Tuesday, 2 August 2011

Digital Signal

A digital signal is a physical signal that is a representation of a sequence of discrete values (a quantified discrete-time signal), for example of arbitrary bit stream, or of a digitized (sampled and analog-to-digital converted) analog signal. The term digital signal can refer to
  1. a continuous-time waveform signal used in any form of digital communication.
  2. a pulse train signal that switches between a discrete number of voltage levels or levels of light intensity, also known as a a line coded signal, for example a signal found in digital electronics or in serial communications using digital baseband transmissionin, or a pulse code modulation (PCM) representation of a digitized analog signal.
A signal that is generated by means of a digital modulation method (digital passband transmission), produced by a modem, is in the first case considered as a digital signal, and in the second case as converted to an analog signal

WAVEFORM OF DIGITAL SIGNAL

In computer architecture and other digital systems, a waveform that switches between two voltage levels representing the two states of a Boolean value (0 and 1) is referred to as a digital signal, even though it is an analog voltage waveform, since it is interpreted in terms of only two levels.
The clock signal is a special digital signal that is used to synchronize digital circuits.
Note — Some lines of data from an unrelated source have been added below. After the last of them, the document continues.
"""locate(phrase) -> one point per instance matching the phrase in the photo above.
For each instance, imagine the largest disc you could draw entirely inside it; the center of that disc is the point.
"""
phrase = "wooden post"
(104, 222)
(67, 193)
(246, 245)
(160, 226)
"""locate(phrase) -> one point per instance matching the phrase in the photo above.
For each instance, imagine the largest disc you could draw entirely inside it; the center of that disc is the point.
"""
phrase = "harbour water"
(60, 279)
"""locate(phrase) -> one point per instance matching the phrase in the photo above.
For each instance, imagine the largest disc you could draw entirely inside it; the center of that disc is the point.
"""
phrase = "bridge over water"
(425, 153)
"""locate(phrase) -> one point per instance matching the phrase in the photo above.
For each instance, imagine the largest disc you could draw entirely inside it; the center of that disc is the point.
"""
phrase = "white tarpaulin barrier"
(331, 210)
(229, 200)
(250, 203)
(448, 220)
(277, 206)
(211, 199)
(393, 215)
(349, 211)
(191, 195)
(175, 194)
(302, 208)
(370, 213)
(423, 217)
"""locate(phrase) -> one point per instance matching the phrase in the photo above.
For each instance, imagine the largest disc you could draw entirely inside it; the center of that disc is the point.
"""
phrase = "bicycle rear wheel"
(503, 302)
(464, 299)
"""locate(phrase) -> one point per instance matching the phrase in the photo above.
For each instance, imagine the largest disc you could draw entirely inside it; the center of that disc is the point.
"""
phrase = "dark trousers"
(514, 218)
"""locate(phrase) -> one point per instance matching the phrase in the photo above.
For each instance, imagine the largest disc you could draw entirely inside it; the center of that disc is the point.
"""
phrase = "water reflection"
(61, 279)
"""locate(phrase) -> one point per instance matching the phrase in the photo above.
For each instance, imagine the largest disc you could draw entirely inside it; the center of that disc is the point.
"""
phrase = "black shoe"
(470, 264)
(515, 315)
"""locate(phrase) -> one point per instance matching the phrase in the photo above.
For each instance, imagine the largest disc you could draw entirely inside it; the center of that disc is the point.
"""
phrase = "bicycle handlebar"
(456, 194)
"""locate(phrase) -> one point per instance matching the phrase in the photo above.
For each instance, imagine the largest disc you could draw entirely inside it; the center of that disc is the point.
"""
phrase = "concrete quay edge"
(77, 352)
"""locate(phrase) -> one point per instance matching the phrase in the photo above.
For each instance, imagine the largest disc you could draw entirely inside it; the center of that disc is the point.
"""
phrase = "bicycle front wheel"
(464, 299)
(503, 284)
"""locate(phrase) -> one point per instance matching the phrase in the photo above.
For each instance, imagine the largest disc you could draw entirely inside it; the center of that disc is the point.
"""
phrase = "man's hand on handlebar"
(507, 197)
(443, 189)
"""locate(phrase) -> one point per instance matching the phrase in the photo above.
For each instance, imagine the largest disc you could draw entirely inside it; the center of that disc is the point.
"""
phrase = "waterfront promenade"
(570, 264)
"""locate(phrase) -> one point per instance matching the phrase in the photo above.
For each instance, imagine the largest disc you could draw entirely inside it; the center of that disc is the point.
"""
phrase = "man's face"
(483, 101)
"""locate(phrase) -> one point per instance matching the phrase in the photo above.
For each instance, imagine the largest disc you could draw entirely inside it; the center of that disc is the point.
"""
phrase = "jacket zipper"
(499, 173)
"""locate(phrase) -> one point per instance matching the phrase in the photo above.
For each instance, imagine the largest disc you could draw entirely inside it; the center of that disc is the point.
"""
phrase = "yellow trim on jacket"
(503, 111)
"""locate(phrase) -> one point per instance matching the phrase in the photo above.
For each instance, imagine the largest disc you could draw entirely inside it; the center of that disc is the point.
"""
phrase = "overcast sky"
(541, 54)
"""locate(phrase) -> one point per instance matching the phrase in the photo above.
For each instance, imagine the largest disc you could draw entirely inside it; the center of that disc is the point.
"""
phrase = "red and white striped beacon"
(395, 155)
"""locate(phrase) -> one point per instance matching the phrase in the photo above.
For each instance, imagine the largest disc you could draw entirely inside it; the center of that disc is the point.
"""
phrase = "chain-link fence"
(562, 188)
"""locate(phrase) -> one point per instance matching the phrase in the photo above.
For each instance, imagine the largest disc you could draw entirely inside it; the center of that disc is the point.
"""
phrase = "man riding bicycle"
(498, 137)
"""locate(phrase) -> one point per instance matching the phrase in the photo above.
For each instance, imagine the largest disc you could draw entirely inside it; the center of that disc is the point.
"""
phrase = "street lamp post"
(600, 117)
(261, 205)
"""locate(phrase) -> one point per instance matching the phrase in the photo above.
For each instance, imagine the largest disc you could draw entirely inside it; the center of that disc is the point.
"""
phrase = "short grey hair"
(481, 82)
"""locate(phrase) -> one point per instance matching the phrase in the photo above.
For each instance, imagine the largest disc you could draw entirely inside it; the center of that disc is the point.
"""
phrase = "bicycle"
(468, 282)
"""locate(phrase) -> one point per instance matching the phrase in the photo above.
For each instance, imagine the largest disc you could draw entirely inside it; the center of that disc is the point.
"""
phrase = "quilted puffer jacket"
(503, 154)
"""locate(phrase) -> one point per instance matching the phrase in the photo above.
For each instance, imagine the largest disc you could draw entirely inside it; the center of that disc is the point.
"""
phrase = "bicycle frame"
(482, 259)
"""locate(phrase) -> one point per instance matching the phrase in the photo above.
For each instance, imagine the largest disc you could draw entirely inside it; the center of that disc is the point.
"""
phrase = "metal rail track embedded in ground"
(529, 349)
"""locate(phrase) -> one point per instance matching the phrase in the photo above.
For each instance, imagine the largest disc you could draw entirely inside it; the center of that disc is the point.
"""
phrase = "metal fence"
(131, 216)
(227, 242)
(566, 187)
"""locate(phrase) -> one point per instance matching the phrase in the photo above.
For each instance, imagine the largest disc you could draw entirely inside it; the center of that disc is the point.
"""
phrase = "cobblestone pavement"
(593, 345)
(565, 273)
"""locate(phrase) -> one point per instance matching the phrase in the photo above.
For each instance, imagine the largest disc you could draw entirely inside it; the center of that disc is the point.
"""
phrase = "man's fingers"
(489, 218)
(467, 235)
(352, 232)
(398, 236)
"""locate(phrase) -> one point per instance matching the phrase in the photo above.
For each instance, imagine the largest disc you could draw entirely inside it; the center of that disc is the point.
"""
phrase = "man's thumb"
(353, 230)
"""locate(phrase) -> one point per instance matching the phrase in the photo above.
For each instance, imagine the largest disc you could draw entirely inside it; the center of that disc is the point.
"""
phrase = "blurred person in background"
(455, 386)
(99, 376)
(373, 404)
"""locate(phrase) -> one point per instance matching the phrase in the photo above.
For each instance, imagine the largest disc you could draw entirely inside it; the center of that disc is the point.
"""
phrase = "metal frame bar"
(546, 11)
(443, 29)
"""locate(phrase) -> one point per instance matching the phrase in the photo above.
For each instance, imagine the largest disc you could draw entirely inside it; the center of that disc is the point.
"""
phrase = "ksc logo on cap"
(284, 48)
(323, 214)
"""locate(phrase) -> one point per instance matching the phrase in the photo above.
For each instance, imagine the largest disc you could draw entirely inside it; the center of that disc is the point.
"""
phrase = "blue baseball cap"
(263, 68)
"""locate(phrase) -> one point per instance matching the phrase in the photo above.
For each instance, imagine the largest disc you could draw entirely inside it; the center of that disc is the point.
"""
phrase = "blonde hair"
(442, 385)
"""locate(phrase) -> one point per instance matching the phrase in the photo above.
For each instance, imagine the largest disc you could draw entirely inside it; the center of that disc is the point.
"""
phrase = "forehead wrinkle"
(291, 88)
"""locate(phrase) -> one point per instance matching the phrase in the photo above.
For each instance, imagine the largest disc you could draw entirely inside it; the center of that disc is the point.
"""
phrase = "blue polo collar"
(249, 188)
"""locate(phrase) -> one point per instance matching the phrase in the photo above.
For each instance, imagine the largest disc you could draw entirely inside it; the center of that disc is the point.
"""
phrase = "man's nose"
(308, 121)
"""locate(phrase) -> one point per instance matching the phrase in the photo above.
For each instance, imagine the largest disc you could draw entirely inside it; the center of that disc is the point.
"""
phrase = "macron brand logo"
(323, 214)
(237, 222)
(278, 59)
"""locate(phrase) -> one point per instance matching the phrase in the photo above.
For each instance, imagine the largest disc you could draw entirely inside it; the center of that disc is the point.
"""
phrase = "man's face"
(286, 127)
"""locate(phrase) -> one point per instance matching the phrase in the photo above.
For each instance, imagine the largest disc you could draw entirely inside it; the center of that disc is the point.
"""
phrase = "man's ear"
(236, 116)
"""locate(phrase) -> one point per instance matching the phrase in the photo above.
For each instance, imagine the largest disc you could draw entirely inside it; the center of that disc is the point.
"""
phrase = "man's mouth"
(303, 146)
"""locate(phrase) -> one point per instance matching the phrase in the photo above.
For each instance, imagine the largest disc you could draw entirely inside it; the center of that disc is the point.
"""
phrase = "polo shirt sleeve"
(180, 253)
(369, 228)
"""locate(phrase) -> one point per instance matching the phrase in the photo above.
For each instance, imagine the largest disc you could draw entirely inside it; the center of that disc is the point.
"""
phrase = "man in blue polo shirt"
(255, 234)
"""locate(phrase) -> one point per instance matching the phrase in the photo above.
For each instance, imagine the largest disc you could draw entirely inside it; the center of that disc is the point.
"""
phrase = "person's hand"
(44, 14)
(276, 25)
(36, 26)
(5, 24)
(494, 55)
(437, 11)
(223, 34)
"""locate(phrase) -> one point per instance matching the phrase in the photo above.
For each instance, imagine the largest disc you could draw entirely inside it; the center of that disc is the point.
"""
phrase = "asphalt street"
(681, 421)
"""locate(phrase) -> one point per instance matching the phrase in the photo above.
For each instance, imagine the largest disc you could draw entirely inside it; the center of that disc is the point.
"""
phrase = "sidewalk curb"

The image shown can be considered the waveform of a clock signal. Logic changes are triggered either by the rising edge or the falling edge.
The given diagram is an example of the practical pulse and therefore we have introduced two new terms that are:
  • Rising edge: the transition from a low voltage (level 1 in the diagram) to a high voltage (level 2).
  • Falling edge: the transition from a high voltage to a low one.
Although in a highly simplified and idealised model of a digital circuit we may wish for these transitions to occur instantaneously, no real world circuit is purely resistive and therefore no circuit can instantly change voltage levels. This means that during a short, finite transition time the output may not properly reflect the input, and indeed may not correspond to either a logically high or low voltage.